Location
- 1446 Kittanning Pike Karns City, PA 16041

Information
- School district: Karns City Area School District
- NCES District ID: 4209600
- Superintendent: Dr. Eric Ritzert
- NCES School ID: 420960001154
- Principal, Grades 7-9: Mrs. Brenda Knoll
- Principal, Grades 10-12: Dr. Michael Stimac
- Teaching staff: 47.10 (FTE)
- Grades: 7-12
- Enrollment: 650 (2023-2024)
- Student to teacher ratio: 13.80
- Colors: Purple and gold
- Nickname: Gremlins
- Website: https://kchs.kcasdk12.org/

= Karns City Area Junior/Senior High School =

High school in Pennsylvania, United States

Karns City Area Junior/Senior High School is located in Karns City, Pennsylvania.
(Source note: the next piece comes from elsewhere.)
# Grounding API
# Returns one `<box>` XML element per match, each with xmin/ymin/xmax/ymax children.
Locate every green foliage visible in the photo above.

It is part of the Karns City Area School District. The school serves students residing in the Butler County, Clarion County, and Armstrong counties. The boroughs of Chicora, East Brady, Fairview, Karns City, Petrolia, and Bruin, as well as the townships of Parker, Fairview, Donegal, Perry, Sugarcreek, Brady's Bend, and Brady are within Karns City School District boundaries. The principals are Dr. Michael Stimac (Grades 10-12) and Mrs. Brenda Knoll (grades 7-9). The school colors are purple and gold. The school mascot is the Gremlin.